Sunday, May 16, 2010

Free Write- Day Two (sort of)

Your droning noise is not music to my ears and I'm sick and tired of feeling like an apathetic bitch. My increasing levels of estrogen and stress do not fare well with your constant annoyance and disruption. Passive aggressiveness is overrated however, and I am forced to resign my previously determined outspokenness for a kinder facade. Relax though, the more I like myself, the more I'll like you.
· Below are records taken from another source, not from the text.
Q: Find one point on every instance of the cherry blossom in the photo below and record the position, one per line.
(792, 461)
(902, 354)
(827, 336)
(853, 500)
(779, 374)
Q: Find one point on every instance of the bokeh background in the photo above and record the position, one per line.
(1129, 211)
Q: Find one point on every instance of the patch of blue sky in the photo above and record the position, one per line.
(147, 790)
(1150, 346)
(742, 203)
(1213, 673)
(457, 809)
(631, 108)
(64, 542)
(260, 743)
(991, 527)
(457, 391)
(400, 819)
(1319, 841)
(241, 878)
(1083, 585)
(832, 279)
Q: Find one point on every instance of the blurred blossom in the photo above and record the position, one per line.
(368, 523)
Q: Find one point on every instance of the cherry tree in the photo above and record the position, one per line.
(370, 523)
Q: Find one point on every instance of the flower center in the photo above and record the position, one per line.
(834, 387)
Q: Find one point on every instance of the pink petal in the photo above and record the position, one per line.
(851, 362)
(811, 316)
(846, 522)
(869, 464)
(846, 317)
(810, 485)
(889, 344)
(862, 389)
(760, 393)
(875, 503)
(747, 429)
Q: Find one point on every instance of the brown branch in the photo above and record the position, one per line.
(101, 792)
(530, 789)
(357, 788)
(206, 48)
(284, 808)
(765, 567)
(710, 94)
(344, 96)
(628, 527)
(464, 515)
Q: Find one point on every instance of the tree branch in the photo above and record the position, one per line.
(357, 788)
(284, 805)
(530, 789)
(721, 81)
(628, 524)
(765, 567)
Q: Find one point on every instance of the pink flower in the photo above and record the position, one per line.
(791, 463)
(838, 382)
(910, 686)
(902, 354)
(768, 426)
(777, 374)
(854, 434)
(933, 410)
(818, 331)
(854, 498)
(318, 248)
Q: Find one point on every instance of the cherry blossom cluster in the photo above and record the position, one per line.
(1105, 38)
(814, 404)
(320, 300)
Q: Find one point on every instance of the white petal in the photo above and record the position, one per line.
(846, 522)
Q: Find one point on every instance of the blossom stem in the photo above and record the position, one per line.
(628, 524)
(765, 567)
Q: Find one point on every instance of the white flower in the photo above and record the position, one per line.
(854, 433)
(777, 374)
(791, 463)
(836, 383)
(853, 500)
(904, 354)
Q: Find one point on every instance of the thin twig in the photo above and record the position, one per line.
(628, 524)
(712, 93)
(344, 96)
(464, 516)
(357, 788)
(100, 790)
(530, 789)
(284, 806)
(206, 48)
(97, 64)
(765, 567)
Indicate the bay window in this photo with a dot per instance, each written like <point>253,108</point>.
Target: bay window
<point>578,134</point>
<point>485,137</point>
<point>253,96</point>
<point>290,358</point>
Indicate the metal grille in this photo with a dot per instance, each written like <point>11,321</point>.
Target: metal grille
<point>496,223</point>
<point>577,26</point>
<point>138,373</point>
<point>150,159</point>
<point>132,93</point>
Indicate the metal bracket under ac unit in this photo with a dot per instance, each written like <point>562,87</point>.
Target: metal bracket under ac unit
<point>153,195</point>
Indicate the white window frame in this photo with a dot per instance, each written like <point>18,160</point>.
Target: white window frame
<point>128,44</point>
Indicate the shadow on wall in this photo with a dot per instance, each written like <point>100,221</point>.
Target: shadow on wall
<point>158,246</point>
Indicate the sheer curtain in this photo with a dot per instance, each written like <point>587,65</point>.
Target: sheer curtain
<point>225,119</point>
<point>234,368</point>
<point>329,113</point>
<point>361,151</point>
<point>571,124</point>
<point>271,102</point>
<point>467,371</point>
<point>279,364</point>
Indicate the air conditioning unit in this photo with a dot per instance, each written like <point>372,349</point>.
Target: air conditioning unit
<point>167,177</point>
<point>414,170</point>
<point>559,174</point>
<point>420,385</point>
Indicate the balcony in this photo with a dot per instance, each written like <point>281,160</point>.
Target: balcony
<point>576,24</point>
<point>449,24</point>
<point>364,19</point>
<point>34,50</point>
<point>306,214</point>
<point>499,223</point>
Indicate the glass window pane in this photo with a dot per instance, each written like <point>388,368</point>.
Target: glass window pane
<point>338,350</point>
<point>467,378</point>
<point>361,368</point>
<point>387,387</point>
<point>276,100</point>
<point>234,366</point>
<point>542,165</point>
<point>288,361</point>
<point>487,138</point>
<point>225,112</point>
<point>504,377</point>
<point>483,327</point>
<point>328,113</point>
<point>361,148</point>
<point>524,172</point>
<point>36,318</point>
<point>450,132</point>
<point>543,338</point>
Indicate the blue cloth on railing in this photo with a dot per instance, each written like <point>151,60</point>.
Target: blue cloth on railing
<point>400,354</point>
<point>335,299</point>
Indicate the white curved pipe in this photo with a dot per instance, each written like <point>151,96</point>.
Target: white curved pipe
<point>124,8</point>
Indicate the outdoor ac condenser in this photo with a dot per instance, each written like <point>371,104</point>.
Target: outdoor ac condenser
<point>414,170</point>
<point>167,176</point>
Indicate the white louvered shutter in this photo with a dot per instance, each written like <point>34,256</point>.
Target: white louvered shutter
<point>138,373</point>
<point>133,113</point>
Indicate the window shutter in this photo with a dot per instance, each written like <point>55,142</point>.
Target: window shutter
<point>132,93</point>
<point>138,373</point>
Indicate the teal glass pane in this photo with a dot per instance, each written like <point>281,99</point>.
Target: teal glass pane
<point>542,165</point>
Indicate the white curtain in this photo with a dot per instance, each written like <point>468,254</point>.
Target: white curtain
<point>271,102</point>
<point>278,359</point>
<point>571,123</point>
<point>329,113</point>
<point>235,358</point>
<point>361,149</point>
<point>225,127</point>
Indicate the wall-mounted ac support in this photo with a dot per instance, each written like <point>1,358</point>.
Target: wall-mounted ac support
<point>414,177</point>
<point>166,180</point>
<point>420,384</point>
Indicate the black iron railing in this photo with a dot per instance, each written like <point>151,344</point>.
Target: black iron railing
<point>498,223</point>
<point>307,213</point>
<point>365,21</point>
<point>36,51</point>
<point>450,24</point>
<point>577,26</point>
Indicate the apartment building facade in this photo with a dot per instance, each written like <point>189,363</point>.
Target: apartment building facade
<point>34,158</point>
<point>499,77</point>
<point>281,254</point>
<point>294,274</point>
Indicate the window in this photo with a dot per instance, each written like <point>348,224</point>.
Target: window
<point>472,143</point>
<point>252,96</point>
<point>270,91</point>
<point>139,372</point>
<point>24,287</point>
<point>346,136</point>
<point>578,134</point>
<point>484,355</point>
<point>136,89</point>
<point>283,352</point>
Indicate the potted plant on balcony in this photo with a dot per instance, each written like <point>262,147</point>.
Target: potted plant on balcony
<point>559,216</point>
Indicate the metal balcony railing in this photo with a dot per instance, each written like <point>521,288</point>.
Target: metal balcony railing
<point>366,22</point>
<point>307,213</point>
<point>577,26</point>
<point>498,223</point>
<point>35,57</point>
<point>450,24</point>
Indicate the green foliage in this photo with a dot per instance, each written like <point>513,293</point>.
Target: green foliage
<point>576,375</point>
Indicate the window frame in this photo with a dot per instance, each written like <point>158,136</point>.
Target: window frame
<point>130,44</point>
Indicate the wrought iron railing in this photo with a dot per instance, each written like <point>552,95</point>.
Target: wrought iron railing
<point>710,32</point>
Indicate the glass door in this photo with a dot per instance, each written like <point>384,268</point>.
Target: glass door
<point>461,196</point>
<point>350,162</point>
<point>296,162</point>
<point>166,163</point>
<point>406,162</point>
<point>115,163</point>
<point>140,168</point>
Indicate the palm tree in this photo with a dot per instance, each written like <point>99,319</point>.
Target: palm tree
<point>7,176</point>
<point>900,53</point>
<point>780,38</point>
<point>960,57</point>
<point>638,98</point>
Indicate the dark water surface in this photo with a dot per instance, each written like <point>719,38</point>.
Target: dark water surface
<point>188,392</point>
And how can I like myself, how can I live with myself whole and happily, when I know I don't deserve him. Sure, you say I deserve the best, the most incredible man in the world. But I know as well as you do that this is hardly true. I want the best, but who wouldn't want their knight in shining armor? My perfect man has the capacity for love, music, and art like Christian in Moulin Rouge, but the passion and fire of any steamy supermarket romance novel, and the cherry on top; the suave and silky confidence of any man worthy to be called James Bond. Funny, I thought I found this man, but it was my overactive imagination that I have since abandoned. I miss the oblivious confidence that the world could just fall into place, and the film that was my life would end effortlessly like any Chick Flick romantic comedy.

I have to clear my head of everything that is polluting and useless. Everything selfish must go. What do I feel? I feel the ocean. I feel soft hands. I need to get away from everything and lay on the beach with my eyes closed, taking in the warmth of the summer evening, listening to the sweet sounds so close now but so far away. You look at me and say you know me, but you never will. With all the words I write, how can you ever know if it is a lie? You can't. Everything is a lie, and what is true is selfish, purely and simply. I'll always dream about that which I can't have, and I'll always regret losing what I would if I followed that dream. I'll be satisfied as I remain stationary until my being cannot take anymore and I find myself in a true lie. 

Everyone has a secret; but can they keep it, oh no they can't.